Strategies for getting design right the first time
1. Shadowing: Architects can walk through current spaces in real time to get a feel for the flow, identify inefficiencies, and incorporate solutions through new design.

2. Medical personnel participation: The more specialty knowledge the better, and most information comes from the on-site players. However, many architecture firms have medical personnel on-staff to give key insights that might be missed otherwise.

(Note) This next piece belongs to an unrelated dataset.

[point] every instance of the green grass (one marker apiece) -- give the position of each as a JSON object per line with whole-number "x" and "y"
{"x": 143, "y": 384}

3. Get patient input when possible: According to Bynum, in most situations, the onus is on physicians to act as patient advocates during the design process. However, Kaiser has spent billions of dollars building new clinic facilities, and to ensure an optimum design for their needs they created mock-up “movie sets” in a massive warehouse space that had physicians, nurses and actor-patients interacting in the proposed space. This yielded real-time criticisms that were invaluable in modifying and optimizing the health care centers. This might not be as useful for a single hospital building, however, the Mayo Clinic is investigating the possibility of doing something similar.

4. Setting priorities. Conflicts occur – aesthetics are not always functional and budgets might not allow for desired appearance and technology. Setting clear goals in order of necessity ensures that the most important elements get incorporated into the final design.

The right ED design can allow the same number of people to be more productive in an even larger space. It is not always possible to accommodate everybody’s wants and needs within the budget provided, but with clear priorities, and good communication amongst all the players a new space can be built that improves efficiency, increases patient satisfaction, and whose design is still functional decades into the future.